Die Stallungen im Gestütshof St. Johann beherbergen während der Marstallzeit vornehmlich Schwarzwälder Kaltbluthengste. Im Spätsommer findet die Leistungsprüfung für Kaltblutpferde hier statt.
„Vom Azubi zur Pferdewirtschaftsmeisterin“ – Kompetenz, Verantwortungsbewusstsein, Sensibilität für Mensch und Pferd zeichnen die Mitarbeiter im Haupt- und Landgestüt Marbach aus.
„Die silberne Herde – Anmut und Schönheit des arabischen Pferdes“ – Die Weil-Marbacher Vollblutaraberstuten faszinieren das Publikum immer wieder bei ihren Auftritten bei den Hengstparaden, bei der Konzertveranstaltung „Marbach Classics“ oder im Schauprogramm der Stuttgart German Masters in der Schleyerhalle.
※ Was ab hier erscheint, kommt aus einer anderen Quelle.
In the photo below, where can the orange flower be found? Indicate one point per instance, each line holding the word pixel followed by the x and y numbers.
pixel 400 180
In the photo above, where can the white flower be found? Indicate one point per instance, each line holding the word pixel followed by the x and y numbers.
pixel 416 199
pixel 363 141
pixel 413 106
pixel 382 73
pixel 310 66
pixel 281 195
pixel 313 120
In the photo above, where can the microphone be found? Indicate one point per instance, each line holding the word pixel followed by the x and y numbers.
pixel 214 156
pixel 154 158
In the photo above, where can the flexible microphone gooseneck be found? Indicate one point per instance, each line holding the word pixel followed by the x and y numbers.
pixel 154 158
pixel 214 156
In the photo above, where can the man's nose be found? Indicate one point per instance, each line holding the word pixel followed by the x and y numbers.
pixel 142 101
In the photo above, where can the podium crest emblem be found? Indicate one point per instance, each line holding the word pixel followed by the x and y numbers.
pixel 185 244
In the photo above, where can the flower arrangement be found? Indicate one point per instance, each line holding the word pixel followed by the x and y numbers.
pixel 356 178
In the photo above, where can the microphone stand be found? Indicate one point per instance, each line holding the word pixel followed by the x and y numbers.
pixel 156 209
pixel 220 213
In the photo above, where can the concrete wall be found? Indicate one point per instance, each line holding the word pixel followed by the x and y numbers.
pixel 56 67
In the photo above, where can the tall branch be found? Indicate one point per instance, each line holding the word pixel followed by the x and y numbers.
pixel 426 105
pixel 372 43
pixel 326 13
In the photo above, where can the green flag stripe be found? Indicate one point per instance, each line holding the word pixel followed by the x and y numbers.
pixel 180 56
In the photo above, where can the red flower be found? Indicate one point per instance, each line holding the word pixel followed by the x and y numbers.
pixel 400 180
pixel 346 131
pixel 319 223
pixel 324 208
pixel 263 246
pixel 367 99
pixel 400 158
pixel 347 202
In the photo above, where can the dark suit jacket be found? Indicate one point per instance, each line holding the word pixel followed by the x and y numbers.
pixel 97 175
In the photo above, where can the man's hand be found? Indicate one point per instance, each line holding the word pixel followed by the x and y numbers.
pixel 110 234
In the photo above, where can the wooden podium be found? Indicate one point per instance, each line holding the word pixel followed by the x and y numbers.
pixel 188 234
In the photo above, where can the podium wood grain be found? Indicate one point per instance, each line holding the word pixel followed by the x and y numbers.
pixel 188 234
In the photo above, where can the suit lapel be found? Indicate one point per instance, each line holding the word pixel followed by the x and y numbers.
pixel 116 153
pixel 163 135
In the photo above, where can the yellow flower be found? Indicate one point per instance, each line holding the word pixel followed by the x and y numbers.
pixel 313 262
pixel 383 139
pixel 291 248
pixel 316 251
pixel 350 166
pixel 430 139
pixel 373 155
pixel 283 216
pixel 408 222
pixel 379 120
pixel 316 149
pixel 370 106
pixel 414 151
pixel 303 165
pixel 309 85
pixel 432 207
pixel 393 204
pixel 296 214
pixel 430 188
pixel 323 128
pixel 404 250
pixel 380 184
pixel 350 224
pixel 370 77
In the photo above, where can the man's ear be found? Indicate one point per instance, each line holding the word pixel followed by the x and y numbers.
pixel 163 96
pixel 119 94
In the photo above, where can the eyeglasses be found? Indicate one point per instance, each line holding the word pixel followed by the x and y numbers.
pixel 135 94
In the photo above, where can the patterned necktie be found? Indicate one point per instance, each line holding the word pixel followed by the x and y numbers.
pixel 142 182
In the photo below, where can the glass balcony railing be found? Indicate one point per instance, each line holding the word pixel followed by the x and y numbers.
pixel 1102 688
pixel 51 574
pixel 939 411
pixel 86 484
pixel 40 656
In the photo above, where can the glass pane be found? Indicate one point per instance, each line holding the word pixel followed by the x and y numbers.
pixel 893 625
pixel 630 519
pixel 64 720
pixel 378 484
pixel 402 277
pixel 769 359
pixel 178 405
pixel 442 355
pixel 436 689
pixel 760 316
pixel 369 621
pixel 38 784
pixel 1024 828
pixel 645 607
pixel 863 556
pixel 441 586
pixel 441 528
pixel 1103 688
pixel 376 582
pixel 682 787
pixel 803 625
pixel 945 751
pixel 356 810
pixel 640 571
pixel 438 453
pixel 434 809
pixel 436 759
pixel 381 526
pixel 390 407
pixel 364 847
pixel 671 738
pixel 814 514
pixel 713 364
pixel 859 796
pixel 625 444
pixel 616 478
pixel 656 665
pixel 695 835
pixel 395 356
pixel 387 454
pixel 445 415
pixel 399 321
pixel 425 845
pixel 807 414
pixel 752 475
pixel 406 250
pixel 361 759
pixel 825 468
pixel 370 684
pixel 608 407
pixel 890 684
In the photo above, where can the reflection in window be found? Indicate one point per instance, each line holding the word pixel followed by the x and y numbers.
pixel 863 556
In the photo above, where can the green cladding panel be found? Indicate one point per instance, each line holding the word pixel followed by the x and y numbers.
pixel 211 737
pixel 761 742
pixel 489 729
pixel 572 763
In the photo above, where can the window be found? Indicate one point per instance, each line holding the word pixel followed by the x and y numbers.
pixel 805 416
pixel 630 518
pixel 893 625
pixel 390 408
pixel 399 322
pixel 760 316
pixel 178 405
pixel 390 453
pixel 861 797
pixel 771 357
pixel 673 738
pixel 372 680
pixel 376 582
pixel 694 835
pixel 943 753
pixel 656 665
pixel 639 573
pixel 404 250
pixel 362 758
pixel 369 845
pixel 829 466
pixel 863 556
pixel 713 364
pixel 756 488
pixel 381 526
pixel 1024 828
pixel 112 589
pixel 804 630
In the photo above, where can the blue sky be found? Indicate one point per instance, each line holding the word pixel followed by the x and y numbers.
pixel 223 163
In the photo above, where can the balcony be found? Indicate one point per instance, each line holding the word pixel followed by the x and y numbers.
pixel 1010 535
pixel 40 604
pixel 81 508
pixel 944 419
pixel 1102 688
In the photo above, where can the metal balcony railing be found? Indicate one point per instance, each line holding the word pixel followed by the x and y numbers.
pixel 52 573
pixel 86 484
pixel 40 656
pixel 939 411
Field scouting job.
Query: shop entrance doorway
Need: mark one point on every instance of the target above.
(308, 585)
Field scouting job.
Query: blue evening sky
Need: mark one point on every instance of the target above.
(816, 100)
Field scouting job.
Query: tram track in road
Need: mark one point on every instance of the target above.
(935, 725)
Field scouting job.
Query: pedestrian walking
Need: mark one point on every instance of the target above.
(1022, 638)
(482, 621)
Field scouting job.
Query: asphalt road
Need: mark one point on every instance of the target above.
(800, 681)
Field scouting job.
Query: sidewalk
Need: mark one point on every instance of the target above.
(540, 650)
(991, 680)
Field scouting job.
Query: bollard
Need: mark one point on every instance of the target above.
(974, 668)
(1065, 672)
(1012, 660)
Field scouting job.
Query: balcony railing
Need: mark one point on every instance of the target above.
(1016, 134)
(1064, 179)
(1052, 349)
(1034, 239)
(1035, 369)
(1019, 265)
„Drei Gestütshöfe, vier Vorwerke, 500 Pferde“ – Das Haupt- und Landgestüt Marbach bewirtschaftet rund 1.000 Hektar Land. Ein Teil der 300 Jungpferde wachsen auf den Vorwerken auf, zum Beispiel auf dem Vorwerk Güterstein, einem ehemaligen Zisterzienserkloster vor den Toren Bad Urachs.
„Adel und Leistung“ – Das Pedigree des Marbacher Vollblutaraberhengstes Dschehim ox (v. Pamir ox-Nasrodin ox) lässt sich lückenlos auf die Stammstute Murana I 1808 (Königliches Gestüt Scharnhausen-Weil) zurückverfolgen und führt das Blut des Hengstes Bairactar. Dschehim ist leistungsgeprüft (100-Tage-Test, Dressurindex 117 Punkte), ausgebildet in Dressurlektionen der Klasse S und schauerfolgreich (Senior Champion C-Schau, Klassensieger int. B-Schau). Dschehim ist anerkannt für Warmblut, Trakehner und Reitponys.
„Die Marbacher Hengstparaden locken jährlich über 30.000 Besucher“ - Stempelhengst Gardez (v. Ganymed-Herzbube/T.) paradiert in der großen Arena.
 „Ausbildung nach den Grundsätzen der Klassischen Reitkultur“ – Alle Pferde und Reiter werden in Marbach klassisch ausgebildet. Der Schwarzwälder Kaltbluthengst „Revisor“ am Langen Zügel vor dem ehemaligen Jagdschloss Grafeneck der Herzöge von Württemberg.
„Tradiertes Wissen von Generation zu Generation weitergeben“ – Im Haupt- und Landgestüt Marbach geben 20 Pferdewirtschaftsmeister ihr Wissen an die Auszubildenden weiter.
Die weitläufigen Weideflächen, hier auf der Aufzuchtstation der Junghengste, dem Vorwerk Hau des Gestütshofes Offenhausen – bieten bei jeder Witterung optimale Aufzuchtbedingungen.
„Landwirtschaftlicher Betrieb als Futtergrundlage für 500 Pferde“ – Rund 1.000 Hektar  Fläche, verteilt auf die drei Gestütshöfe Marbach, Offenhausen und St. Johann und ihre Vorwerke, ermöglichen es einen Großteil des Futterbedarfs selbst zu decken.